Connaissant davantage Gaspard Koenig comme essayiste, et ayant apprécié son opus sur l'IA et la liberté individuelle, j'ai eu l'envie spontanée de découvrir son nouveau roman actuellement sur la liste du Goncourt et traitant de thématiques liées à l'écologie. Peut-être m'attendais-je à un roman philosophique ? Ou peut-être pas, d'ailleurs, puisque la presse évoquait le réalisme de l'œuvre en la rapprochant des écrits houellebecquiens, raccourci qu'on ne se lasse plus de lire dès qu'un auteur contemporain français cherche à faire évoluer ses personnages dans les nouvelles sphères de la société.
Ici, nous suivons deux protagonistes : Arthur et Kevin, deux amis se rencontrant à l'école d'agronomie de Paris, dont les destins croisés vont passer académiquement de l'idéal au drame ; sans trop en dévoiler, le premier, d'une classe sociale élevée, s'enfonce dans un projet néorural sans issue, et le second, plus modeste, devient malgré lui une sorte de singe savant du capitalisme vert.
Le livre est en soi bien construit ; on suit les deux protagonistes d'un chapitre à l'autre avec plaisir (et un faible pour l'histoire de Kevin, plus grisante à mon goût).

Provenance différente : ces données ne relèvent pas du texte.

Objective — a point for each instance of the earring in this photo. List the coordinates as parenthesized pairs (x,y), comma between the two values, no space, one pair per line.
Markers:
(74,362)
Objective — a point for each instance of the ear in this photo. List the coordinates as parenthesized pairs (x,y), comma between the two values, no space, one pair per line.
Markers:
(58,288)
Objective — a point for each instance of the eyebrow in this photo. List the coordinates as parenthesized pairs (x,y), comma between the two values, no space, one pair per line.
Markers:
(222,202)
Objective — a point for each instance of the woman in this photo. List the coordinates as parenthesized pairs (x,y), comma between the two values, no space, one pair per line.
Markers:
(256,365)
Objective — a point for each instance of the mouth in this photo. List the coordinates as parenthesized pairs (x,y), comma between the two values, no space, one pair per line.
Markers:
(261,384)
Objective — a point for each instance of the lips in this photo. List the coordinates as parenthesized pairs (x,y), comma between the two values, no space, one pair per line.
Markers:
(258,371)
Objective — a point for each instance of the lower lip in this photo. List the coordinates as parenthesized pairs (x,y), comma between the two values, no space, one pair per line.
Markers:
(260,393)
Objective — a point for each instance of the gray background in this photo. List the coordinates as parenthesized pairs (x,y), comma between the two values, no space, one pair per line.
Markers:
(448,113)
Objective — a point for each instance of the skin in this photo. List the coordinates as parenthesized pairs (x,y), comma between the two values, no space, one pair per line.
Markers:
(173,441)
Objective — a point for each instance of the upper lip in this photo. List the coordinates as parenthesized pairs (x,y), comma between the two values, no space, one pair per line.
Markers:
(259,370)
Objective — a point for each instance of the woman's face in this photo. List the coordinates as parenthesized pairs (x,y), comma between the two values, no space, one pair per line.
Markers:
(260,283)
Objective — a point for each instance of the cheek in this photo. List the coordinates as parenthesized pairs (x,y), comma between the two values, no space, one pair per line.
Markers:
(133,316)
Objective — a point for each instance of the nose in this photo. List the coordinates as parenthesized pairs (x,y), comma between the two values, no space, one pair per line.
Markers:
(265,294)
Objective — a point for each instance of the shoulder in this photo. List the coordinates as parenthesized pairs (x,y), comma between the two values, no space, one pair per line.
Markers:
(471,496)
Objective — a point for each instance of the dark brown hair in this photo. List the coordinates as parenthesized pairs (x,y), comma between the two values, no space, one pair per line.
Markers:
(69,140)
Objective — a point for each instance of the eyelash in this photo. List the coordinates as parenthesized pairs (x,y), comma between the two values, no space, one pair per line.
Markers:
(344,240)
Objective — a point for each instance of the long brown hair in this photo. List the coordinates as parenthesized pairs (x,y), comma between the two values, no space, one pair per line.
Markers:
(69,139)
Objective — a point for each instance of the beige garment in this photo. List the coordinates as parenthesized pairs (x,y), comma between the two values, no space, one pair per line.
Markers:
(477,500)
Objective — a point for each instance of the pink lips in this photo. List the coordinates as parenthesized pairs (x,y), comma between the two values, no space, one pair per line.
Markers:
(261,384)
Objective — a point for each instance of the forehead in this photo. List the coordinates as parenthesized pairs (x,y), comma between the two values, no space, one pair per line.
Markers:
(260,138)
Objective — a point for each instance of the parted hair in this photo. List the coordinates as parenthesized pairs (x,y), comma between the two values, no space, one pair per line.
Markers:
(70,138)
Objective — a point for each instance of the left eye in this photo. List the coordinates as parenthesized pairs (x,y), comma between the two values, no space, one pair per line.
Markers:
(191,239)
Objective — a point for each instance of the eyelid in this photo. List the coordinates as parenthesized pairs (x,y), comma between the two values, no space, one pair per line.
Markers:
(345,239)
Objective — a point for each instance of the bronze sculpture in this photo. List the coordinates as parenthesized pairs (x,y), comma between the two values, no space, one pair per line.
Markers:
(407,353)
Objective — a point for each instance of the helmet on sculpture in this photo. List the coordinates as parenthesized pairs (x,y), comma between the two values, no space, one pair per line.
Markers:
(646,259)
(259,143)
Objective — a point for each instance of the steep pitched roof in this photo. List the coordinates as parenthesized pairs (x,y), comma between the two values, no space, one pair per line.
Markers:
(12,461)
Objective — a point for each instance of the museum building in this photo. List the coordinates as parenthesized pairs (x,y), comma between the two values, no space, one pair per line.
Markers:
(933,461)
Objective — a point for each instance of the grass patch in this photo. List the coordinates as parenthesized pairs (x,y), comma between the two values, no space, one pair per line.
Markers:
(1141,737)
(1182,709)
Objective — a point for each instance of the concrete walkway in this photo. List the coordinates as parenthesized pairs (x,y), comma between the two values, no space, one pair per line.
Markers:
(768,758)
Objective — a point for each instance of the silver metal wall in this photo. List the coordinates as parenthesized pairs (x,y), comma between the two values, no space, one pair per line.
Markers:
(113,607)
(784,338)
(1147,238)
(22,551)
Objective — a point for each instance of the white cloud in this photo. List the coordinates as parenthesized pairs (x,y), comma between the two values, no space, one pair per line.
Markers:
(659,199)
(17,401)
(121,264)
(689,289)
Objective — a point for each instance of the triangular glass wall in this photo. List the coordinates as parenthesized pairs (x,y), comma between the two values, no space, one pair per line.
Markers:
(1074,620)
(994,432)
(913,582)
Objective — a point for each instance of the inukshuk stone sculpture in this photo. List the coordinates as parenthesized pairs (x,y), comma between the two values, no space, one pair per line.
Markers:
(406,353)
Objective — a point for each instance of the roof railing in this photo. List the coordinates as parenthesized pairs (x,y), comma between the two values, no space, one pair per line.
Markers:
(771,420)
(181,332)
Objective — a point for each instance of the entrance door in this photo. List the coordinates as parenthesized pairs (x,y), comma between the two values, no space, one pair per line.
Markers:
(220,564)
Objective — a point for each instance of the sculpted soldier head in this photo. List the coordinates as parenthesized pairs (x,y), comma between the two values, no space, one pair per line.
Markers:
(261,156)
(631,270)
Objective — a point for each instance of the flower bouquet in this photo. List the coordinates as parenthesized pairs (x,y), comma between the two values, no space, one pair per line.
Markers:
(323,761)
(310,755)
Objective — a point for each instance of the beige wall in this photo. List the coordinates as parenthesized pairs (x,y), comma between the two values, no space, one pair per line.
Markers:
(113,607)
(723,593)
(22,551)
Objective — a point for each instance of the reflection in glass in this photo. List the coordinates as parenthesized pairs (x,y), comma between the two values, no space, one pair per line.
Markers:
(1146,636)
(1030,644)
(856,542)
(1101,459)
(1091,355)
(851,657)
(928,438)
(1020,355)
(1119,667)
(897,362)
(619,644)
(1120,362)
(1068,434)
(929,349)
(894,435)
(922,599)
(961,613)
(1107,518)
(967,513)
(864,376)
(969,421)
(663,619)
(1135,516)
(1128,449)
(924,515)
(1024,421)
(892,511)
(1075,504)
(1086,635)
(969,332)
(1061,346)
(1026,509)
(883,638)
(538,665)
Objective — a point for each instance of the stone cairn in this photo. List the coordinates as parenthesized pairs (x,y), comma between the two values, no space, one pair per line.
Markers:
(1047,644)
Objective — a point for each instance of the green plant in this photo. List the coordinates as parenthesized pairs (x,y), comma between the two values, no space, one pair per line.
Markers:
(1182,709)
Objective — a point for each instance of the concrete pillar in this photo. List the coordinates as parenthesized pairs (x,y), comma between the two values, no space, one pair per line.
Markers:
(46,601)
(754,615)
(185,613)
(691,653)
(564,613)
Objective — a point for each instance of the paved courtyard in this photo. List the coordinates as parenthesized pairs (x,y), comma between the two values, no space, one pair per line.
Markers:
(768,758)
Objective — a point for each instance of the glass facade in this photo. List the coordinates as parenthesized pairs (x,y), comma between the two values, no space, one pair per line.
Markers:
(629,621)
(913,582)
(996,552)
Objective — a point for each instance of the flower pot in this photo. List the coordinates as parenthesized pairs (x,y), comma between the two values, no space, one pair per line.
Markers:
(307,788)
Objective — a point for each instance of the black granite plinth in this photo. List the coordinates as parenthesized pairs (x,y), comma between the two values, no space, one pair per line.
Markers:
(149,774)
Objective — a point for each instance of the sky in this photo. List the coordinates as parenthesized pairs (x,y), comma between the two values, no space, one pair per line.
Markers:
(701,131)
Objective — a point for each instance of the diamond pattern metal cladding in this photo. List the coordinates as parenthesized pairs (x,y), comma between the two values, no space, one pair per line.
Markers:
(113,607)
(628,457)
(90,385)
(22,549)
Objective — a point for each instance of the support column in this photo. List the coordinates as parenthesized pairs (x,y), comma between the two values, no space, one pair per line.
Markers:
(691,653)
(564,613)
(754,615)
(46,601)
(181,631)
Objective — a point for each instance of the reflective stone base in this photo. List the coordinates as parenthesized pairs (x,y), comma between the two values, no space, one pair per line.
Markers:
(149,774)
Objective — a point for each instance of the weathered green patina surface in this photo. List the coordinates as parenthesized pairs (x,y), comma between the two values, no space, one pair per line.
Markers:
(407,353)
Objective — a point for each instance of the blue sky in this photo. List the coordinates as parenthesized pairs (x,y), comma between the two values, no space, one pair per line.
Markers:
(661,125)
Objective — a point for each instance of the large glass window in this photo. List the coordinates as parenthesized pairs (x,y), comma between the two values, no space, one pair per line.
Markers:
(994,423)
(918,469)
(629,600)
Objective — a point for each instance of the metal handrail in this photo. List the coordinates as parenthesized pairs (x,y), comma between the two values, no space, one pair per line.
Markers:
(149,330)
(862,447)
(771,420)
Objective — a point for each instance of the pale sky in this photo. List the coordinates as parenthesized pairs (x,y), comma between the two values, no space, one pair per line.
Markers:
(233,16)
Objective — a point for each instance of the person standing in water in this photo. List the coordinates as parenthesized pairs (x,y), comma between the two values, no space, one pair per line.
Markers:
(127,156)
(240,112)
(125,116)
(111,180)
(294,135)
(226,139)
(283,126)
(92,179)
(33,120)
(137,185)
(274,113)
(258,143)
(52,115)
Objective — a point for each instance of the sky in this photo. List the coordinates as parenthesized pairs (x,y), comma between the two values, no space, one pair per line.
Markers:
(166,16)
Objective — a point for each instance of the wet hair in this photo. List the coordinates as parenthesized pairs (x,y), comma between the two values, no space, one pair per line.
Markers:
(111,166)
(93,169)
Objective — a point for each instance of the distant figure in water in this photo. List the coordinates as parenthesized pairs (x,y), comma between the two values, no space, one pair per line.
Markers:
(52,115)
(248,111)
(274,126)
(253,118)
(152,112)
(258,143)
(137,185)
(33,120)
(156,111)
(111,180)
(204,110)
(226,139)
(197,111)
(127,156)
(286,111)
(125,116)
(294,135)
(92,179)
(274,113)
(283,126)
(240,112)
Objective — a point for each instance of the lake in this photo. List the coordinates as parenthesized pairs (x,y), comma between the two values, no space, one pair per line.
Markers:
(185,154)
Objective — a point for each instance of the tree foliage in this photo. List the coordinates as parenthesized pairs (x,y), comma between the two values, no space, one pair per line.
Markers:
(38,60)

Mais c'est cependant si consciencieusement construit qu'on ne s'étonne plus de la trajectoire des personnages et on se dit même que le roman manque parfois d'inspiration littéraire.
Il y a pas mal de choses que j'ai aimées, notamment la relation entre les personnages, le triangle amoureux Arthur-Kevin-Anne par exemple. Mais ça ne va jamais plus loin que ce qu'on attend. Jusqu'à cette fin pour le moins baroque qui, à l'image de l'entièreté du roman, utilise de bons éléments réalistes pris un à un, sans que ce soit tout à fait convaincant dans l'ensemble, comme si le "réel" finissait par dépasser en envergure le développement des personnages, laissant le lecteur un peu dubitatif sur le déroulement des évènements. Pour le dire autrement : on s'attend à la suite du roman sans être totalement convaincu par ce qui la produit.
Mais ce n'est pas un mauvais livre. Il est agréable à découvrir et montre bien les difficultés immenses de la lutte contre les désastres environnementaux. On retrouve d'ailleurs quelques idées chères à Koenig sur la complexité administrative, le RSA, le trop-plein de règles brisant les aspirations libérales des citoyens. C'est intéressant. Mais voilà, je reste sur cette manifeste sensation d'inspiration manquante, artistiquement parlant.